I think I see what's going on now. My fix for #46 was to interpolate many basic functions, which results in this:

julia> :(zero(T)) |> dump
Expr
  head: Symbol call
  args: Array{Any}((2,))
    1: Symbol zero
    2: Symbol T

julia> :($zero(T)) |> dump
Expr
  head: Symbol call
  args: Array{Any}((2,))
    1: zero (function of type typeof(zero))
    2: Symbol T

And LoopVectorization doesn't like that at all:

lex1 = quote
    @avx for i in 1:10
        acc = zero(T)
        for j in 1:10
            acc += A[i,j]
        end
        B[i] = acc
    end
end

lex2 = quote
    @avx for i in 1:10
        acc = $zero(T)
        for j in 1:10
            acc += A[i,j]
        end
        B[i] = acc
    end
end

macroexpand(Main, lex1) # ok

macroexpand(Main, lex2) # MethodError: no method matching instruction!(::LoopVectorization.LoopSet, ::typeof(zero))

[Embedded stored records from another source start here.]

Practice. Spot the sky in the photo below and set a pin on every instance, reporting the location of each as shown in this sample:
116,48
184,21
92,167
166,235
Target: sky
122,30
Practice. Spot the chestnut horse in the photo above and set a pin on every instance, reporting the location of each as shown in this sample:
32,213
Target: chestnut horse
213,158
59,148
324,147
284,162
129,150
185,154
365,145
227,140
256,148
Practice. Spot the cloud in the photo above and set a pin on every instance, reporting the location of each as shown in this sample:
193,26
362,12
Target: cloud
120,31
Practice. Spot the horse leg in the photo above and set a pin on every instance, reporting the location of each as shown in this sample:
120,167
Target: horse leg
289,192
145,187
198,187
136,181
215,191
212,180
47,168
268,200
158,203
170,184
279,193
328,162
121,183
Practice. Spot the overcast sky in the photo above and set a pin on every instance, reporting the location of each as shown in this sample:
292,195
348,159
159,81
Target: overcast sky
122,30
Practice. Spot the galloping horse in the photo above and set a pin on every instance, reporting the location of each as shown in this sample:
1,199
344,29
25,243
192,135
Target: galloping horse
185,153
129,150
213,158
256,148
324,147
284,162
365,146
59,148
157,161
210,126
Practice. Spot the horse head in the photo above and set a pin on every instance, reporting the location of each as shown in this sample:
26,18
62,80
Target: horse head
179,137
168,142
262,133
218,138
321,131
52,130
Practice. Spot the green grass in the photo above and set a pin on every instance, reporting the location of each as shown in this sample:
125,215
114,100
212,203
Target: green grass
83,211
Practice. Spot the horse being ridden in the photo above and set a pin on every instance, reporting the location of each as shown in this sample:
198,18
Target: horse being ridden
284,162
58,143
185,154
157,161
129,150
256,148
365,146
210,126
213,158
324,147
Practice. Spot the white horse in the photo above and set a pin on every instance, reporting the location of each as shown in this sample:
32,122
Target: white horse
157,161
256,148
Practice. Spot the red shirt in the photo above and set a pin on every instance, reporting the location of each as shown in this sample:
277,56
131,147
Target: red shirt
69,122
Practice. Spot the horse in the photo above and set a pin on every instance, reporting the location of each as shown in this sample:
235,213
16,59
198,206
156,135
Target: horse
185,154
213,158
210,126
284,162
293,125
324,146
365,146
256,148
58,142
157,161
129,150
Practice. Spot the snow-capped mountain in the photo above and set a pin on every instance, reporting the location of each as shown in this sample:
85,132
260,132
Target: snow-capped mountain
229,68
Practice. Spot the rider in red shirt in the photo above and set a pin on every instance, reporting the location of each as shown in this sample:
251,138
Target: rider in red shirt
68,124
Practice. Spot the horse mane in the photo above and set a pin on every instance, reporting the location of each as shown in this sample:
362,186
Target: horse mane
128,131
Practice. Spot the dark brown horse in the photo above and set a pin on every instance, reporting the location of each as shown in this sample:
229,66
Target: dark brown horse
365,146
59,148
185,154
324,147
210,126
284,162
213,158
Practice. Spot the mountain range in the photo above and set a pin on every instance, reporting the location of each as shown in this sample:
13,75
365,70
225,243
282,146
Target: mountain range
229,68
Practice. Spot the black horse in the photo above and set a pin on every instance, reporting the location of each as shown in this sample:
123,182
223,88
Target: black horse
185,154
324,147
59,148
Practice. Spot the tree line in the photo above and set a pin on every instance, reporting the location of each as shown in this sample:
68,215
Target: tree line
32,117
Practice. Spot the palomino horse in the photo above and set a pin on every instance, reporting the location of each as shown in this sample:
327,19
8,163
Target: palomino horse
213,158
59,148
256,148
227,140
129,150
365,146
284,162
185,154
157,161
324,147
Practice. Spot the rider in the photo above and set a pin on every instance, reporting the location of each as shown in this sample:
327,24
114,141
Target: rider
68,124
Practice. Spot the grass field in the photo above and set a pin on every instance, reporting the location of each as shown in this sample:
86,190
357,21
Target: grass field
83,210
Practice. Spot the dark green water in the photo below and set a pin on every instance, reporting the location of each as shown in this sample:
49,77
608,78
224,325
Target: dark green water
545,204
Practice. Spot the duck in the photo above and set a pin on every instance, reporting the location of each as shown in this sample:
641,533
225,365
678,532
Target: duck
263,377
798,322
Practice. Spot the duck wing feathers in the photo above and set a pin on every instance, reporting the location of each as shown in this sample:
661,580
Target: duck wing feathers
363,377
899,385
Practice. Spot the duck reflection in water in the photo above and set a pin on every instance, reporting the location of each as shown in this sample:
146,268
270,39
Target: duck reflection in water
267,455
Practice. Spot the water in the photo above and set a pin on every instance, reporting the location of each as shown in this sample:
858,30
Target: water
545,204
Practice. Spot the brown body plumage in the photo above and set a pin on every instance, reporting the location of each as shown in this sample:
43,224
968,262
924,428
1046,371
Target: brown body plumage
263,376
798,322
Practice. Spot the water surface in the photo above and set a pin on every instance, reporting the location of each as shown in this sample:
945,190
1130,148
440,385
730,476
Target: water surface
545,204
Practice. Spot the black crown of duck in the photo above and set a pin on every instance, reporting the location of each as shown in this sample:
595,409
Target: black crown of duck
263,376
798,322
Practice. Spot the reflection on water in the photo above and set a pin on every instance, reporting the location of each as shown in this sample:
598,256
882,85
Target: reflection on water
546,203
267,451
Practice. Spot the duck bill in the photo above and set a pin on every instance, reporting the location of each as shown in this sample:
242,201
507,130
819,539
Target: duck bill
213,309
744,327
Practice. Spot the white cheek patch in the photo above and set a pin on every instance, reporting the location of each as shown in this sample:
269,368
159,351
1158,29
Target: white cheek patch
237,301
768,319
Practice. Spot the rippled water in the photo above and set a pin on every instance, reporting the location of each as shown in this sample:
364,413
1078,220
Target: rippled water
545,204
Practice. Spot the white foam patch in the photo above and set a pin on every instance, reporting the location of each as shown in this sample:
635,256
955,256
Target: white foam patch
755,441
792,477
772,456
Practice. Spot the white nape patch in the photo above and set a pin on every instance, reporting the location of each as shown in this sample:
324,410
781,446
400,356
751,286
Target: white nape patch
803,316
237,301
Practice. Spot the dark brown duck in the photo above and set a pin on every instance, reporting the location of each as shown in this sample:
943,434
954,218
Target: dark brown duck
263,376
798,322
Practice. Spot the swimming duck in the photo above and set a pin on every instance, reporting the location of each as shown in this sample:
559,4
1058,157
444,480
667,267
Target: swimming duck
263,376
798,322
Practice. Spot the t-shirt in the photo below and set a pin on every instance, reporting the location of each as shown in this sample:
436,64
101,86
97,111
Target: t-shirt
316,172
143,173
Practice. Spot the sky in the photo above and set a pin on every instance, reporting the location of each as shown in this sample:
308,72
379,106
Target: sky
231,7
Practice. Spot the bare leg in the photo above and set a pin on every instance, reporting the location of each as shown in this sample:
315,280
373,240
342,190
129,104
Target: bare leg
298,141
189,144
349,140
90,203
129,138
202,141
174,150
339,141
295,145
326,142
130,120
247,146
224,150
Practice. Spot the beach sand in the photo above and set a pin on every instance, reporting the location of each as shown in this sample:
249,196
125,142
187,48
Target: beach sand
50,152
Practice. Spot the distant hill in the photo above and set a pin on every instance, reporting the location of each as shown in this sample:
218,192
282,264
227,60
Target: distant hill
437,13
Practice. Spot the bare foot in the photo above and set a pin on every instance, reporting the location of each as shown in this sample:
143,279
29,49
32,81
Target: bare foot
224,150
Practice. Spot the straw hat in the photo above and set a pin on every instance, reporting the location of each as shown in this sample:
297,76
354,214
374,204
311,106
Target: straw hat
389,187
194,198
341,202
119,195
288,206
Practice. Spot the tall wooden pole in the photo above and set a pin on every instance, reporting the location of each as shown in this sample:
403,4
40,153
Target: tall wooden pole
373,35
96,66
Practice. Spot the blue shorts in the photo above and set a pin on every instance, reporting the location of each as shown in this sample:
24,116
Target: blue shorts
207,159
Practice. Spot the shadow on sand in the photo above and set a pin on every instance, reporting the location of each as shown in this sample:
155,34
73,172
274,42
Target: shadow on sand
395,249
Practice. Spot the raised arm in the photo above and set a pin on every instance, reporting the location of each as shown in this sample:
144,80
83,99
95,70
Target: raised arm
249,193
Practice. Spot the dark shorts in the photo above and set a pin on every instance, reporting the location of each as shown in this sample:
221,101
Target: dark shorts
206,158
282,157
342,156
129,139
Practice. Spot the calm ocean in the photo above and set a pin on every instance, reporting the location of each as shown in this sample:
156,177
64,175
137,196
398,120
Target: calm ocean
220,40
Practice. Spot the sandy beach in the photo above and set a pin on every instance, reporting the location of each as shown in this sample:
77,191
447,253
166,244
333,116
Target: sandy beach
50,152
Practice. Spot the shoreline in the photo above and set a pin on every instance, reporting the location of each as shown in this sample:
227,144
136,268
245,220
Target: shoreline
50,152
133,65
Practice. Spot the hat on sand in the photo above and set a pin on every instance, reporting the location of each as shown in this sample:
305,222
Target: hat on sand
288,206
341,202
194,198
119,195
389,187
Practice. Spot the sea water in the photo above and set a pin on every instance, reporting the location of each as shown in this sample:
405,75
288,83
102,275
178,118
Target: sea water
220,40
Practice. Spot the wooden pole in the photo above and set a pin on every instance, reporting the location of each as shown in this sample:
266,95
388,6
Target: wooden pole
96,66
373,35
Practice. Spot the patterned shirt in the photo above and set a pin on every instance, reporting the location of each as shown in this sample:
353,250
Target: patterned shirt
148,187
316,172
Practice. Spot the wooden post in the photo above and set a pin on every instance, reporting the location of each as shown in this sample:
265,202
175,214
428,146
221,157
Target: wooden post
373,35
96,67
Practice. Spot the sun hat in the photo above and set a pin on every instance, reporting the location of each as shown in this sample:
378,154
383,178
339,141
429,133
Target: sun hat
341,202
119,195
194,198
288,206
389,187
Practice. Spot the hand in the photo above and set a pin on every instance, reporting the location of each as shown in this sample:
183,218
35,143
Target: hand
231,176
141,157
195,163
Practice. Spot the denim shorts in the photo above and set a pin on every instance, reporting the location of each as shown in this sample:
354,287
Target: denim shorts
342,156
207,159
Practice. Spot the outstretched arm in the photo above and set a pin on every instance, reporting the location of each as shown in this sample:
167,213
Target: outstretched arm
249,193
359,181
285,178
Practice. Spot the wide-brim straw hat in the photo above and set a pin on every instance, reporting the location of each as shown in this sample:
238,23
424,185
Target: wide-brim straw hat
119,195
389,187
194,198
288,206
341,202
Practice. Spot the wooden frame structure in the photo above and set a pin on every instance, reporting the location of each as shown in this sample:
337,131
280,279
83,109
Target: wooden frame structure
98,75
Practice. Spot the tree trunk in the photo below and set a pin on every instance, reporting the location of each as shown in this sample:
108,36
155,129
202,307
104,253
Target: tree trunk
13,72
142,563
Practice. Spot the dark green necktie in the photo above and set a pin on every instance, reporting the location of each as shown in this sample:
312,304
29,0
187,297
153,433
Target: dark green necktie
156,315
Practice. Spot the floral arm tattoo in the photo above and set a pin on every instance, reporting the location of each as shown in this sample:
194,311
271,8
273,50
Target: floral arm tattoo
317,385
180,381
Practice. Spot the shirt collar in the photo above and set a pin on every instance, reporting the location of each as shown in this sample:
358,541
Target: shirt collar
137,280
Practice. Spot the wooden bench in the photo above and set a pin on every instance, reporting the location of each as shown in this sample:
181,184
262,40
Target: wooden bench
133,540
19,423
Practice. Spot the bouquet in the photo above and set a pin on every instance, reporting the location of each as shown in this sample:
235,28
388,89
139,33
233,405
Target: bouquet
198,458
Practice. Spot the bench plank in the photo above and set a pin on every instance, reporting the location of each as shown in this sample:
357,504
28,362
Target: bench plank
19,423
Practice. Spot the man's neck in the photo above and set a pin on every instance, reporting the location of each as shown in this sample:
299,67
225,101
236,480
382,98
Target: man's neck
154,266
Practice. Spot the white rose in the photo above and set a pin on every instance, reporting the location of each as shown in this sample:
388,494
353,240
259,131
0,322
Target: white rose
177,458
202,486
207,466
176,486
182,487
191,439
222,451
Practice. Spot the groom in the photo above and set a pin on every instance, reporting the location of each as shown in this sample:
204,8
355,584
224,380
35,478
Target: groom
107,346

The error during expansion is caught, so you get only the slow Base version:

julia> using Tullio, LoopVectorization

julia> A, B, C = rand(9,9), rand(9,9), rand(9,9);

julia> @tullio C[i, j] = A[i, k] * B[k, j] grad=false verbose=1;
┌ Warning: LoopVectorization failed 
│   err =
│    LoadError: MethodError: no method matching instruction!(::LoopVectorization.LoopSet, ::typeof(zero))
...

I'm not sure which side the fix should be on. Perhaps I should undo some of these interpolations in the meantime.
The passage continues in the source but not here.